A recent AHA special committee report 40 summarized its recommendations regarding the physical activity component for treatment of MetS in children as follows:
Obtain a specific physical activity history for each child, focusing on time spent in active play and screen time (television + computer + video games)
Set as a goal ≥1 hour of active play per day
Limit total screen time to ≤2 hours per day
Encourage physical activity at every encounter
Future Metabolic Syndrome Directions
Although much progress has been made in our understanding of childhood MetS, additional research is needed in a number of areas. A more in-depth understanding is needed of the ethnic disparities associated with childhood MetS. 39 A better understanding of the role of adipocytokines such as leptin and adiponectin in childhood MetS could affect eventual screening and treatment strategies.40,45 Also, it is not clear whether there is an optimal physical activity recommendation for preventing and treating childhood MetS or whether it might differ in a meaningful way from the general physical activity recommendation for children. 42 Specific areas of research need identified in the AHA special report 40 on childhood MetS include the following:
Large-scale observational/outcomes studies on the stability of MetS phenotypes in childhood and adolescence
Studies of the molecular basis of childhood MetS
Studies of environmental exposures and toxins and their role in promoting childhood MetS
Studies of genetic predisposition and the prenatal and neonatal milieu in promoting future insulin resistance and MetS
Conclusions
Childhood obesity and the MetS represent significant challenges to the health care community.

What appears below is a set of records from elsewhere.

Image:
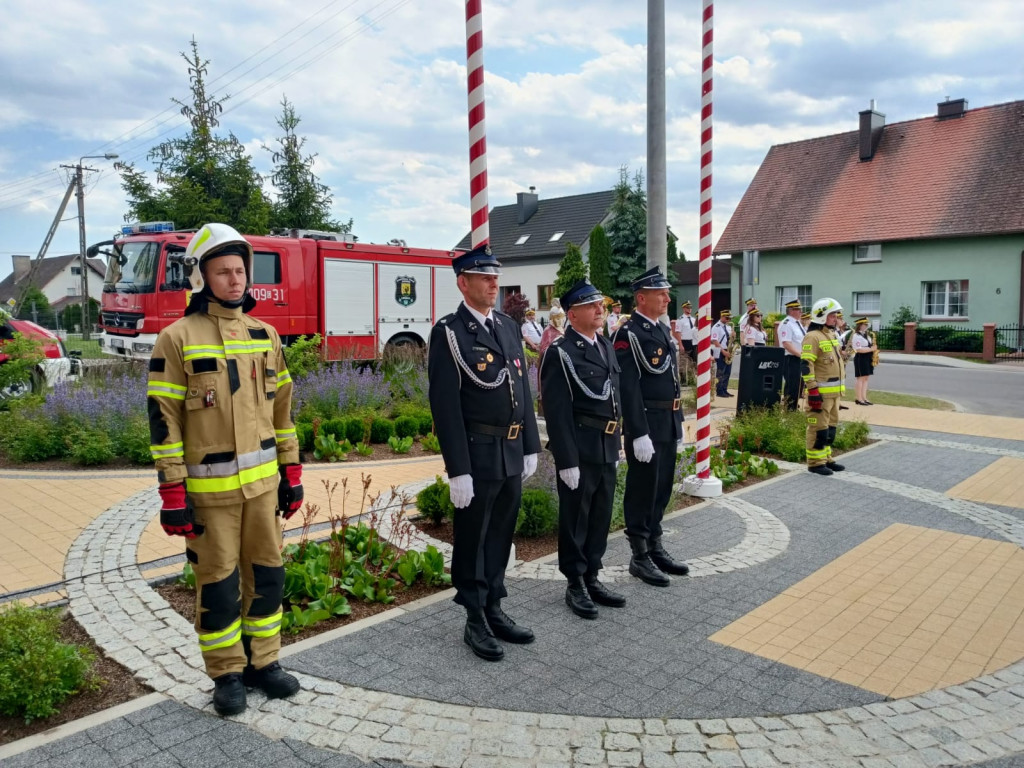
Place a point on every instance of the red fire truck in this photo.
(360, 298)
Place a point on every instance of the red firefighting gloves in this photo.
(814, 400)
(290, 491)
(176, 514)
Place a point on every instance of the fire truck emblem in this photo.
(404, 290)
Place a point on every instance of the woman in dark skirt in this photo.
(864, 349)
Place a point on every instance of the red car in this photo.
(55, 367)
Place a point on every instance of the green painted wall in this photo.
(991, 264)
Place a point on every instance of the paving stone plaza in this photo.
(871, 619)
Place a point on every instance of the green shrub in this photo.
(304, 434)
(37, 671)
(426, 423)
(355, 429)
(334, 427)
(407, 426)
(91, 446)
(381, 430)
(538, 513)
(27, 436)
(435, 502)
(303, 355)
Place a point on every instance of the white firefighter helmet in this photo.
(822, 308)
(212, 241)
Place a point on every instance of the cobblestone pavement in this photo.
(640, 686)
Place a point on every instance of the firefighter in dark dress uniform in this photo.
(580, 386)
(483, 415)
(652, 426)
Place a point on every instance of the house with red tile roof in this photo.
(927, 213)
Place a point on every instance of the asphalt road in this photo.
(995, 389)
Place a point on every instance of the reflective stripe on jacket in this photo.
(822, 361)
(219, 399)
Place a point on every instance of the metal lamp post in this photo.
(81, 237)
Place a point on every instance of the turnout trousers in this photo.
(239, 584)
(482, 542)
(584, 518)
(648, 489)
(821, 427)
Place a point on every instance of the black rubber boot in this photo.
(228, 694)
(664, 560)
(578, 599)
(642, 566)
(479, 637)
(601, 594)
(272, 680)
(505, 629)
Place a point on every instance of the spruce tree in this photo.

Prevalence rates are unacceptably high for both conditions. There appears to be unanimity that the twin lifestyle behaviors of good nutrition and habitual physical activity are the cornerstones of prevention and treatment efforts for both conditions. If we are to avoid the reality of the dire projection that because of obesity the current generation of children in America may become the first to have a shorter life expectancy than their parents, 67 increased research efforts and continued vigilance regarding childhood obesity and the MetS are essential.